More generally, the use of DLTs can help reduce transaction costs in all those cases in which global value chains rely on a complex nexus of contractual agreements. The emergence of global value chains significantly affected the original dilemma of corporations on whether to revert to a more pluralistic, or a more proprietary business model. As observed by academics like Ronald Coase (1937) in his seminal work on the nature of the firm, the decision whether to bear transaction costs related to market transactions, or the administrative costs related to the setting up of more hierarchical structures such as firms, determines the heterogeneity of governance structures observable today. A more nuanced view was offered by Ian Macneil and later Oliver Williamson (1979), who distinguished possible governance arrangements as falling into more short-term market transactions (“classical contracting”), more long-term recurrent transactions based on repeated performance (“neoclassical contracting”), and more structured schemes that form quasi-integrated relationships, often coupled with dispute resolution schemes and deeper governance arrangements (“relational contracting”). These schemes, along value chains, already presented some risks for the parties, including the emergence of superior bargaining power and abuses of economic dependency, but also contractual risks of non-performance by players located in jurisdictions with faulty rule of law.

This trend towards the hybridization of contractual relationships on the value chain was later affected by several other factors, including the ongoing globalization of exchanges, which exacerbated contractual risks and information asymmetries. This is even more problematic since not only the authenticity, but also the so-called “credence qualities” of many goods and services are increasingly important in guiding consumer demand: for example, the fact that goods have been produced in compliance with workers’ rights in all phases of the production chain; that food has been locally sourced; or that all players along a supply chain are compliant with environmental standards are often decisive elements in guiding consumers’ willingness to pay: the lack of verifiability and clarity on these aspects of goods and services can lead to problems such as adverse selection (so-called “market for lemons”); and moral hazard, which further reduces the quality of available products, since competing on quality is not a winning strategy.

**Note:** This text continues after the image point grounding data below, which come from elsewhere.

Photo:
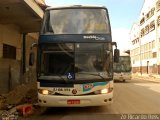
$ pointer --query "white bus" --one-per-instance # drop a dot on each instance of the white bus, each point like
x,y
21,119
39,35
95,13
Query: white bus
x,y
122,70
75,57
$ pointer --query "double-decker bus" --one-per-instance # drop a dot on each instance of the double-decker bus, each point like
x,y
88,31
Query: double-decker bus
x,y
122,70
75,57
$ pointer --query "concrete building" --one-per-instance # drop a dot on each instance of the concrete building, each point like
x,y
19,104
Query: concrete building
x,y
19,26
145,37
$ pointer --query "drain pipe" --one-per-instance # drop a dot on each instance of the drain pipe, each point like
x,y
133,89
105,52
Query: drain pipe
x,y
24,53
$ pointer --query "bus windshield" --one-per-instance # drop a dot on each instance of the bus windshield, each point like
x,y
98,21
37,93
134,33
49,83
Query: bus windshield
x,y
86,63
124,64
76,21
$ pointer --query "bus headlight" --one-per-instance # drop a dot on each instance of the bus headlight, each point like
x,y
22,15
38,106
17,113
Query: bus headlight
x,y
104,91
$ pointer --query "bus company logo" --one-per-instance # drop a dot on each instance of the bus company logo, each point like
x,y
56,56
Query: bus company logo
x,y
93,37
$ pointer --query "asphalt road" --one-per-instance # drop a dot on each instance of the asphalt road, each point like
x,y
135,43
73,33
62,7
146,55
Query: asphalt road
x,y
133,97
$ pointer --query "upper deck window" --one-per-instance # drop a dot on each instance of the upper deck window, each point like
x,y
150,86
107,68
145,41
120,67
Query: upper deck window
x,y
76,21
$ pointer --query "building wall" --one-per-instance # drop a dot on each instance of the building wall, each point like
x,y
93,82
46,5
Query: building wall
x,y
11,69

Can DLTs remedy some of these problems? In principle yes, as testified by the fact that several companies and intermediaries are developing ambitious projects to improve the integrity and efficiency of complex supply chains. A notable example is the Tradelens project recently launched by IBM and Maersk, which applies blockchain to the world’s global supply chain, through shipping solutions designed to promote more efficient and secure global trade.Footnote 7 The project triggered competition by alternative, equally big platforms (e.g. GSBN, powered by Oracle in cooperation with Evergreen Marine, CMA CGM, Cosco Shipping, and Yang Ming, representing about one-third of total global container ship capacity). These schemes, however, face significant governance challenges.Footnote 8

Lessons learnt from the first steps of Blockchain/DLT applications in the agri-food supply chain suggest that the potential is great, but the impact so far still very small. Most of current investment focuses on supply chain integrity and traceability, as well as on financial transactions. Moreover, it must always be recalled that DLT applications for the supply chain cannot entirely solve the problem of informational asymmetries, lack of verifiability of credence qualities and opaque supply chains. Blockchains/DLTs only record transactions: they do not entail the creation of any “Internet of Value”, contrary to what some commentators argued. This means that while they offer key advantages in terms of verifiability and traceability of information related to products as appended to the ledger, they cannot guarantee that the information introduced in the system is not false.Footnote 9

Furthermore, what is commonly called blockchain in the supply chain world is effectively a permissioned DLT, in which several parties agree to share a ledger and act as validating nodes for it. Rather than dis-intermediating the supply chain, and thus remove costly intermediaries, these applications effectively re-intermediate the supply chain, with large potential efficiency gains, but no permissionless environment. In other words, these applications are technology-enabled variants of relational contracts, which potentially achieve coordination in settings that are characterized by collective action problems: they are far from the permissionless, fully decentralized architecture described by Nakamoto (2008). This also means that they economize on redundancy and synchronization in the name of full scalability: depending on the technical specifications, these systems may scale up more easily than a fully decentralized blockchain. This feature will be particularly important as the number of nodes in these networks increases, and even skyrockets thanks to the emergence of IoT-enabled solutions.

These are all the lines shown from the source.